Manage patients with symptomatic and supportive care following an acute NSAID overdosage. There are no specific antidotes. It is advisable to contact a poison control center (1-800-222-1222) to determine the latest recommendations because strategies for the management of overdose are continually evolving.
The toxic dose of ARTHROTEC has not been determined. However, signs of overdosage from the components of the product have been described.
Symptoms following acute NSAID overdosages have been typically limited to lethargy, drowsiness, nausea, vomiting, and epigastric pain, which have been generally reversible with supportive care. Gastrointestinal bleeding has occurred.
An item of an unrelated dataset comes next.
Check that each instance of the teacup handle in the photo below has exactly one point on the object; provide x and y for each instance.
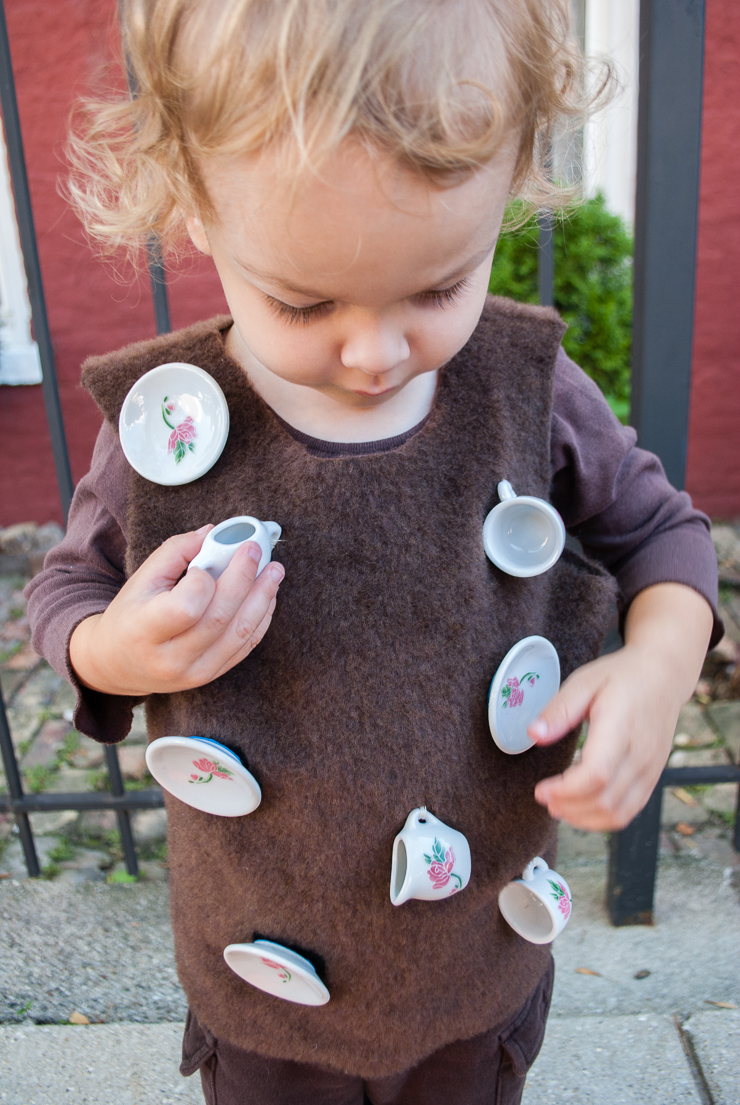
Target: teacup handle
(531, 869)
(274, 532)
Hypertension, acute renal failure, respiratory depression, and coma have occurred, but were rare [see Warnings and Precautions (5.2, 5.3, 5.5, 5.7)].
Clinical signs that may suggest diclofenac sodium overdose include GI complaints, confusion, drowsiness, or general hypotonia.
If gastric decontamination may be potentially beneficial to the patient, e.g., short time since ingestion or a large overdosage (5 to 10 times the recommended dosage), consider emesis and/or activated charcoal (60 grams to 100 grams in adults, 1 gram to 2 grams per kg of body weight in pediatric patients) and/or an osmotic cathartic in symptomatic patients. Forced diuresis, alkalinization of urine, hemodialysis, or hemoperfusion may not be useful due to high protein binding.
The toxic dose of misoprostol in humans has not been determined. Cumulative total daily doses of 1600 mcg have been tolerated, with only symptoms of GI discomfort being reported. Clinical signs that may indicate an overdose are sedation, tremor, convulsions, dyspnea, abdominal pain, diarrhea, fever, palpitations, hypotension, or bradycardia.
Symptoms of acute overdosage with ARTHROTEC should be treated with supportive and symptomatic therapy. There are no specific antidotes. In case of acute overdosage, emesisis and/or gastric lavage may be considered dependent upon amount ingested and time since ingestion. The use of oral activated charcoal may help to reduce the absorption of diclofenac sodium and misoprostol. Induced diuresis may be beneficial because diclofenac sodium and misoprostol metabolites are excreted in the urine. The effect of dialysis or hemoperfusion on the elimination of diclofenac sodium (99% protein bound) and misoprostol acid remains unproven.